Architecture practice Robbrecht and Daem have designed a new semi-open
pavilion in the Hortiflora flower gardens of Antwerp's Middelheim
Museum. Photography: Joris Casaer
'It's absolutely not a white cube,' says Belgian architect Paul Robbrecht about the new pavilion his Ghent-based practice Robbrecht and Daem(also responsible for the renovation and extension of London's whitechapel Gallery has designed for the Middelheim
open-air sculpture museum in Antwerp. Pointing out the exposed columns
and 'knots' where the beams have been welded into the green steel
structure, he adds: 'What we really wanted to do was make a building
that shows how it is built, that shows the tectonics of construction.'
The brief for the semi-open structure was straightforward. 'It was for a
pavilion that would have real contact with nature, with the landscape
around it, a place where smaller or fragile works of art could be shown,
or works that needed a more framed setting,' says Robbrecht.

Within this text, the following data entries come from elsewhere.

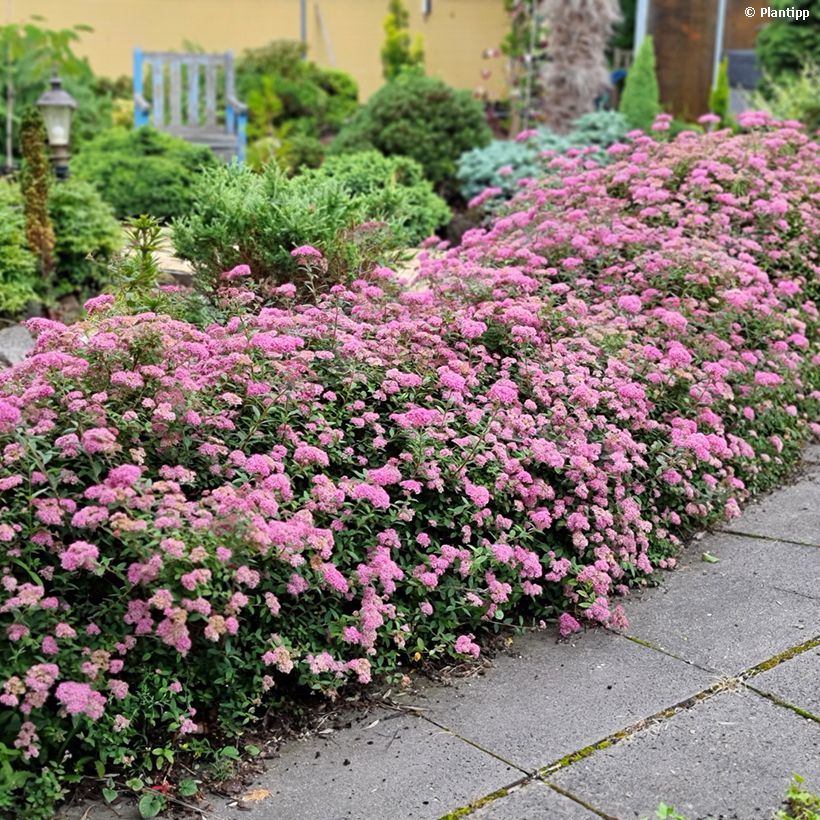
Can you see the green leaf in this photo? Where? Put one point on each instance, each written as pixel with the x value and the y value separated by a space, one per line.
pixel 151 804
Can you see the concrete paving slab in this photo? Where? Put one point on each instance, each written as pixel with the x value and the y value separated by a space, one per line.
pixel 790 514
pixel 555 698
pixel 402 767
pixel 761 598
pixel 730 757
pixel 796 681
pixel 15 343
pixel 124 809
pixel 533 801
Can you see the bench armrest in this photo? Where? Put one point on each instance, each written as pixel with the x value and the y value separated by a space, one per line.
pixel 238 107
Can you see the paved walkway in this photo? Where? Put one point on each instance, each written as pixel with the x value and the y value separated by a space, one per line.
pixel 710 702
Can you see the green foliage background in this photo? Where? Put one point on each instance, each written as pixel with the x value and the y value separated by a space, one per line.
pixel 422 118
pixel 143 171
pixel 641 102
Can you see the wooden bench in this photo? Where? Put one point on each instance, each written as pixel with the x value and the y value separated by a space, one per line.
pixel 198 120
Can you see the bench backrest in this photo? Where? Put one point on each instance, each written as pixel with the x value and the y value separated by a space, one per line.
pixel 184 89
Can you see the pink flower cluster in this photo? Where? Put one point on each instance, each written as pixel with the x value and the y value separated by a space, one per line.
pixel 316 490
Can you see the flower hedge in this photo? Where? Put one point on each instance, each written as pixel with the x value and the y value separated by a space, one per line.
pixel 192 519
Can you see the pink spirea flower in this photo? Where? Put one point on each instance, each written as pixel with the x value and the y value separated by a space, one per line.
pixel 466 645
pixel 80 699
pixel 80 555
pixel 567 625
pixel 99 440
pixel 630 304
pixel 306 251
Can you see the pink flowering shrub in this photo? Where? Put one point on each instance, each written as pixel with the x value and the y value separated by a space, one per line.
pixel 195 520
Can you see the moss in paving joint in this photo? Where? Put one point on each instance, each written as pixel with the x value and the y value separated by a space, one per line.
pixel 788 654
pixel 580 801
pixel 804 713
pixel 464 811
pixel 614 738
pixel 648 645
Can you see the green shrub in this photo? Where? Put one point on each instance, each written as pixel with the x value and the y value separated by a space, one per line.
pixel 399 52
pixel 87 235
pixel 30 54
pixel 393 188
pixel 640 102
pixel 503 163
pixel 36 178
pixel 300 151
pixel 794 97
pixel 283 90
pixel 240 217
pixel 418 117
pixel 17 263
pixel 143 171
pixel 786 44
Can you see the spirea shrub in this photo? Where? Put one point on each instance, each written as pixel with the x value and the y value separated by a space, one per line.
pixel 503 164
pixel 195 520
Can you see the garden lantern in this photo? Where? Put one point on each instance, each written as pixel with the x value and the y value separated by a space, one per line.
pixel 57 106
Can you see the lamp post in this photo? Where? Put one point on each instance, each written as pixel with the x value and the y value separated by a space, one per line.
pixel 57 106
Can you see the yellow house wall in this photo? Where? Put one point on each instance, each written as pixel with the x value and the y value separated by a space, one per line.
pixel 345 34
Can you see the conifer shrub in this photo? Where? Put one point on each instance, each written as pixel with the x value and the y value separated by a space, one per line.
pixel 422 118
pixel 640 101
pixel 504 164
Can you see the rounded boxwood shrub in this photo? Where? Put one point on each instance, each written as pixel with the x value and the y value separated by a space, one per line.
pixel 87 233
pixel 419 117
pixel 390 188
pixel 143 171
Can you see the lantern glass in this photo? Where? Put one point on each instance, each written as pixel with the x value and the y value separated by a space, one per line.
pixel 57 106
pixel 57 119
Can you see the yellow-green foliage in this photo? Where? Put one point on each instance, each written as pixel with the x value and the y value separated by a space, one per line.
pixel 399 52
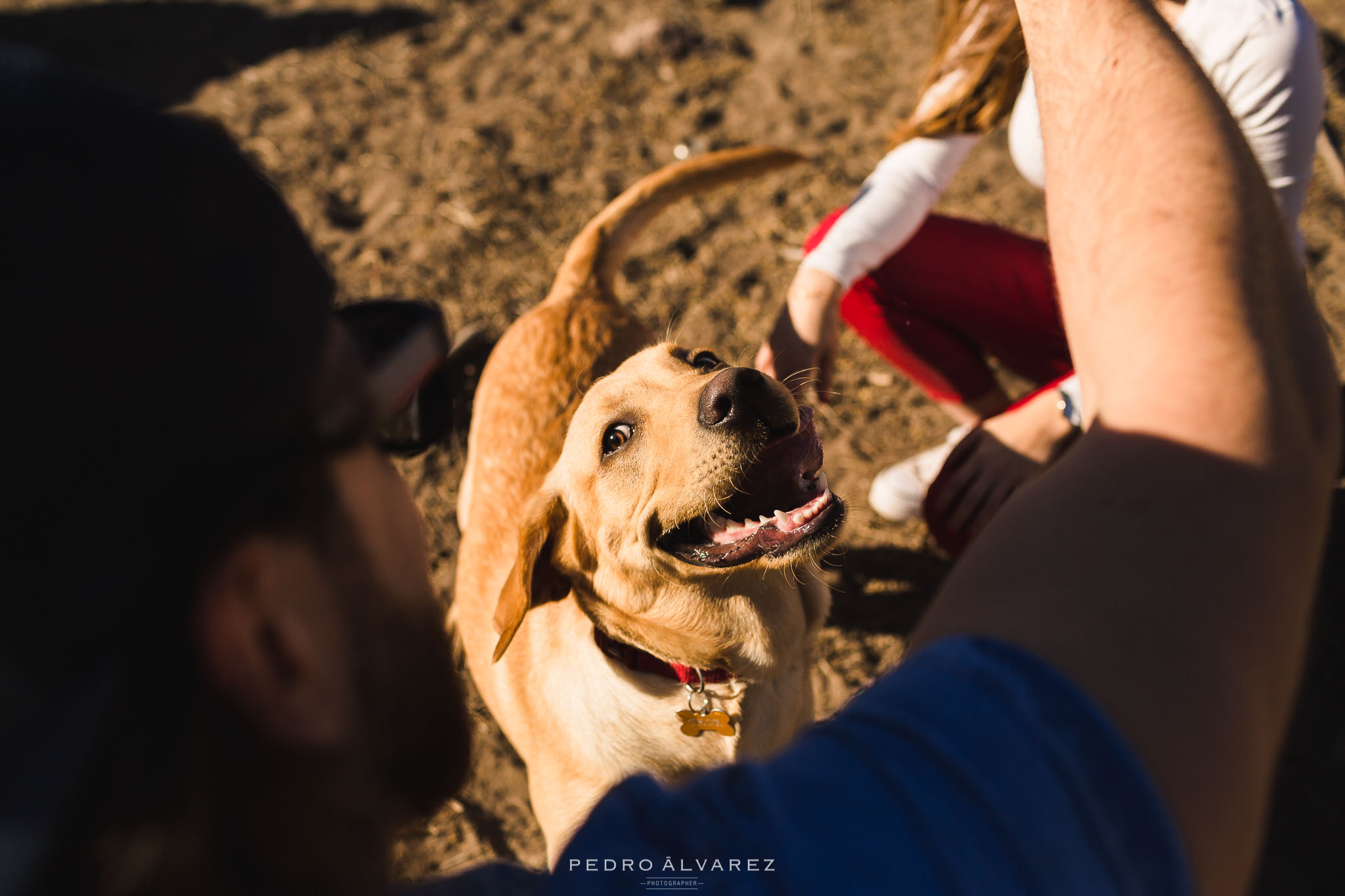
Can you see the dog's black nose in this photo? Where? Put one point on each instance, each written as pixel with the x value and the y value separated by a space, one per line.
pixel 741 398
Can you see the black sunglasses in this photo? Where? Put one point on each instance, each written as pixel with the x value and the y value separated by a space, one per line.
pixel 403 345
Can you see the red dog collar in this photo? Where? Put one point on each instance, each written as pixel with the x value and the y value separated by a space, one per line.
pixel 638 660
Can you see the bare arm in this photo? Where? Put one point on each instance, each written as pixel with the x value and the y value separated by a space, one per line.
pixel 1166 563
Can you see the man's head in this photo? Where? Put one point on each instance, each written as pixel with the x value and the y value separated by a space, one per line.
pixel 227 670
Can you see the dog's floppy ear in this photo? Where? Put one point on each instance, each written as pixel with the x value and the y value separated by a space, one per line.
pixel 531 582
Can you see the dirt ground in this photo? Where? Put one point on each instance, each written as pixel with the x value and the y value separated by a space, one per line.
pixel 449 151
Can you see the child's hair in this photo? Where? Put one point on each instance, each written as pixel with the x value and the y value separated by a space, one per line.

The
colourful but unsettling glossy ceramic heads and urns of German artist Thomas Schutte
displayed here were created especially for the pavilion's inauguration
and contrast ingeniously with the smooth concrete floors, geometric
lines and angles of the roof and the special 'topography' of the
ceiling, which 'looks as if it's moving'.
The pavilion represents nature in architecture, says Robbrecht. Two
trees have been planted at opposite ends of the space and steel
lattice-patterned screens (which can be pulled across the four openings
to close the pavilion at night) create extraordinary dappled effects as
if light is coming through the branches of a tree. 'You could almost
think it's a roof of leaves above you,' Robbrect says excitedly.